"Close the door behind you," Peter said the moment Caro stepped into his office, his voice calm but carrying an edge that made her stop mid step. He did not look up immediately, his attention fixed on the file in front of him, but his tone alone made the air feel heavier. "We are not leaving this conversation halfway today."
Caro obeyed quietly, closing the door with careful hands before moving closer to the desk. "If this is about yesterday's mistake," she said softly, trying to steady her breathing, "I already went through everything twice. I corrected it. I checked it again before sending it."
Peter finally looked up at her, his gaze steady and unreadable. "That is exactly why I called you," he replied. "Because you corrected it… but you almost created a second problem while fixing the first one." He paused slightly. "Tell me, Caro. Why do you rush when you are under pressure?"
Caro's fingers tightened together in front of her. "Because pressure in your world does not wait," she answered honestly. "You expect precision in seconds, Peter. Not mistakes. No hesitation." She swallowed. "I am still trying to match that pace."
Peter leaned back slightly in his chair, studying her carefully. "I never asked you to become perfect," he said quietly. "So why do you keep acting like one mistake will make me erase you?"

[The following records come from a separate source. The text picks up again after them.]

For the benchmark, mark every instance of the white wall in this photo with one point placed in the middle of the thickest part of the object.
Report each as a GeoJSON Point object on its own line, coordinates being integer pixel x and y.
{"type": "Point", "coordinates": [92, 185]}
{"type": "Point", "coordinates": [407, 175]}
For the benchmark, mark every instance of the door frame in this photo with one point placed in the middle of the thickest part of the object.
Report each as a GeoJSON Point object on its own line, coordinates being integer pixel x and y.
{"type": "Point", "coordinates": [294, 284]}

Caro gave a faint, tense laugh that held no humor. "Because I have seen what happens when people disappoint you," she replied. "You do not repeat yourself twice, Peter. You replace people."
His expression changed slightly at that, something unreadable flickering in his eyes. "You think I replace people for one mistake?" he asked slowly.

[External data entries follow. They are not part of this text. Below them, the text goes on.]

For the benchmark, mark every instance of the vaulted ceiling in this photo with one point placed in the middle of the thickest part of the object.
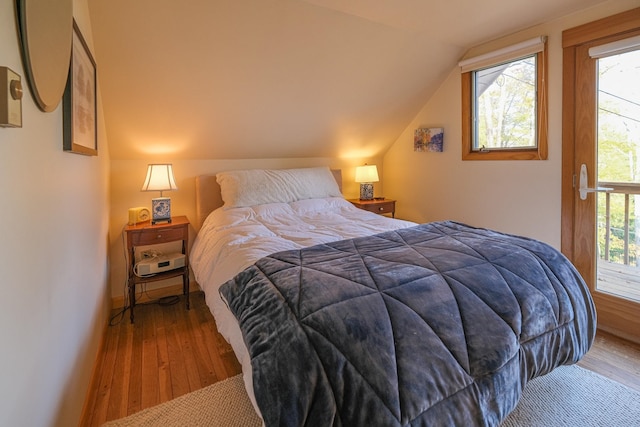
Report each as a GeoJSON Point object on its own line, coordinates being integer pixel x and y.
{"type": "Point", "coordinates": [229, 79]}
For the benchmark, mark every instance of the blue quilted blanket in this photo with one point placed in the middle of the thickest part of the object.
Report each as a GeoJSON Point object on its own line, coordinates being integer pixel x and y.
{"type": "Point", "coordinates": [439, 324]}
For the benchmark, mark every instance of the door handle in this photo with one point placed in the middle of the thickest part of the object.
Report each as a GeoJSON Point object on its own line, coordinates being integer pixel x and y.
{"type": "Point", "coordinates": [582, 187]}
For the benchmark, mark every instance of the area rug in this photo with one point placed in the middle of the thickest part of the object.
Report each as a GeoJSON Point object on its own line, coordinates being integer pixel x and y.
{"type": "Point", "coordinates": [568, 396]}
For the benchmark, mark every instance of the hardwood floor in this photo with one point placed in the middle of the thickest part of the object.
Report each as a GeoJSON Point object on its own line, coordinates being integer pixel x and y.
{"type": "Point", "coordinates": [169, 352]}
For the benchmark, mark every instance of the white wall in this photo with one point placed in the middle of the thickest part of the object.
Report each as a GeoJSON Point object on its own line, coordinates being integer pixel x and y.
{"type": "Point", "coordinates": [53, 257]}
{"type": "Point", "coordinates": [521, 197]}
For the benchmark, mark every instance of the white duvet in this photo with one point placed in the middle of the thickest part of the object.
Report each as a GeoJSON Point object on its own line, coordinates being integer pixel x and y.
{"type": "Point", "coordinates": [233, 239]}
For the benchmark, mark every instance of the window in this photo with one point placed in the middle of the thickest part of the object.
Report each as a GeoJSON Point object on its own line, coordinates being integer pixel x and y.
{"type": "Point", "coordinates": [504, 104]}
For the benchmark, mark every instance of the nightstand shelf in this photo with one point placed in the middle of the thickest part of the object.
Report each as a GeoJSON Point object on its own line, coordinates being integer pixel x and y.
{"type": "Point", "coordinates": [147, 234]}
{"type": "Point", "coordinates": [379, 206]}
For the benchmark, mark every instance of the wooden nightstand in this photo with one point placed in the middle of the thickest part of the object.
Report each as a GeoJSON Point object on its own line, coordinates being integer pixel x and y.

Caro hesitated, then nodded faintly. "Isn't that how your world works?"
Peter stood up from his chair, walking slowly around the desk until he was standing closer to her. "No," he said firmly. "That is how people outside my world imagine it works." He stopped in front of her. "I do not lose trust because of mistakes. I lose it because of lies."

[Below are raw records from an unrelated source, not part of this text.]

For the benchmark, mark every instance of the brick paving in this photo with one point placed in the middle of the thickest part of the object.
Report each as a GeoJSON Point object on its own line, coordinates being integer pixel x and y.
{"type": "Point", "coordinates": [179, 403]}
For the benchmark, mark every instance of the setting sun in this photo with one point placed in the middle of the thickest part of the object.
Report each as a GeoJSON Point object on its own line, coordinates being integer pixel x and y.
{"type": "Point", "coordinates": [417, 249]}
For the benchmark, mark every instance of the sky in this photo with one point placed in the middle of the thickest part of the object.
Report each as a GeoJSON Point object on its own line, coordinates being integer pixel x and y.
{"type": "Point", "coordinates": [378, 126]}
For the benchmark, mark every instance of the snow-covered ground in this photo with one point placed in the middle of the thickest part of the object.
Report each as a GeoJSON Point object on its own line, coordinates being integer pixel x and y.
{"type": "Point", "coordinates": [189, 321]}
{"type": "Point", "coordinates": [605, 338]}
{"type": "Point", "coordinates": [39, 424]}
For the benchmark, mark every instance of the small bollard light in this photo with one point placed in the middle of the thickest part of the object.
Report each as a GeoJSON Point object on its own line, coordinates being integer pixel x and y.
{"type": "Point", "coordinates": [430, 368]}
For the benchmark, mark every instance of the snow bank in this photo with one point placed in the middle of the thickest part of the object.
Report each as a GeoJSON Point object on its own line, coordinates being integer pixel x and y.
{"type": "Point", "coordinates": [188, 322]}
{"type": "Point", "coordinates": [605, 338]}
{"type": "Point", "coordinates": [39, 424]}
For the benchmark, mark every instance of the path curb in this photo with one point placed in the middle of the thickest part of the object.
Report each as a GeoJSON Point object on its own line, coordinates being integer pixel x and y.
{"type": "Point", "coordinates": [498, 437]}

Caro looked up at him, her throat tightening. "Then what am I supposed to do?" she asked quietly. "Because every time I make a mistake, I feel like I am walking on a line I cannot afford to cross."
Peter's gaze softened slightly, but his voice remained firm. "Stop walking like you are waiting to be punished," he said. "And start thinking like someone I chose."
Caro blinked slightly. "Choose?" she repeated.
"Yes," Peter said calmly. "You are still here, Caro. That should tell you something."
Caro looked away briefly, her voice lowering. "It tells me I have not failed badly enough yet."
That answer made silence fall between them.
Peter stepped closer again, his voice quieter now. "Why do you always assume the worst about yourself when I am not even saying it?"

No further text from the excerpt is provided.